Thursday 30 March 2023

Joe Bedford, "A Bad Decade for Good People"

Congratulations to Joe Bedford, University of Leicester PhD Creative Writing student, whose debut novel, A Bad Decade for Good People, is going to be published by Parthian Books in June 2023!


Joe Bedford, photograph by Deborah Thwaites


Joe Bedford is an award-winning author from Doncaster, UK. His short fiction has been published widely and has won numerous prizes including the Leicester Writes Prize 2022. He has an MA in Creative Writing from Lancaster University, and is currently undertaking a PhD at the University of Leicester. A complete history of his publications and awards, with links to published stories, is available on his website here. His debut novel A Bad Decade for Good People is available to pre-order now here.


About A Bad Decade for Good People
This is a fiercely hopeful novel about family, sexuality, grief and how we as individuals can rediscover our political agency in the face of continued uncertainty.

Brighton, 2016. Laurie wears the scar given to her by a policeman’s baton as a mark of pride among her circle of bright young activists. Her conscionable but sensitive brother George should be a part of that circle, until the appearance of enigmatic Spanish migrant Antonio threatens to divert him from his sister’s world of marches and moral accountability.

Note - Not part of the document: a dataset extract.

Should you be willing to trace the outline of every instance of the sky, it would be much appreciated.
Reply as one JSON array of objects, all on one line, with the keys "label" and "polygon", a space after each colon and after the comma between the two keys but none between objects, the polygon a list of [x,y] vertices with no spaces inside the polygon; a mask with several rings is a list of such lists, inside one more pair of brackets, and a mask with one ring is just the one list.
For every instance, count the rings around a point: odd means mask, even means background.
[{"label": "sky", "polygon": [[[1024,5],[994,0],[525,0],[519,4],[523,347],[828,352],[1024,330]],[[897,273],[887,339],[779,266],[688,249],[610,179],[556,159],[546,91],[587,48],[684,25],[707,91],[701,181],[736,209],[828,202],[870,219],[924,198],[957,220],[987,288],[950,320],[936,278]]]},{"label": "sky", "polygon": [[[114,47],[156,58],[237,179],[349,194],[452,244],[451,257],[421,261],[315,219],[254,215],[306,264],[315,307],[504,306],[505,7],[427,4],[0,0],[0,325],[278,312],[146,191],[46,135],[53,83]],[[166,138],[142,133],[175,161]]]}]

As the clouds gather over Brighton and the EU referendum accelerates both Laurie’s political zeal and Antonio’s ambiguous desires, George is faced with the fact that their city of parties and protests is suddenly a place where the possibility of saving the world – as well as the people around him – is in jeopardy of being lost forever.

At once a letter of support to everyone disillusioned by British politics, and a deeply perceptive snapshot of modern relationships, A Bad Decade for Good People is a captivating state-of-the-nation tale that begs the question: when it feels like the world is falling apart, how do you keep those you love from doing the same?


From A Bad Decade for Good People, by Joe Bedford
If the policeman’s baton had found Laurie half an inch lower she would be blind in one eye. Instead it left her with a long, crescent-shaped scar, which she wore like a medal, never hiding it and never knowing how it made my stomach flip. Every time I saw it I had to shake off the memory of her blood running down over her eyelids and onto her jacket, and afterwards the stitching and the gooey rivets it left behind and the halo of yellow bruising that hung around the socket for weeks. 

Her scar was all I could see while she pleaded with me by the side of the road, until we were lit in the headlights of Dad’s car and then running, slipping, gripping each other’s clothes in the ditch. I remember the sound of Dad’s voice carrying over the hum of the engine, the faint warmth coming through Laurie ’s jacket as she held me, the smell of mud and silage. The hills opposite looked like the silhouette of a man sleeping on his side, cut against the stars – the kind of thing you notice at midnight in the countryside, with someone who makes you feel as though things could be better. That and the raw feeling that your failure isn’t yet total but just another blip in time, waiting to pass.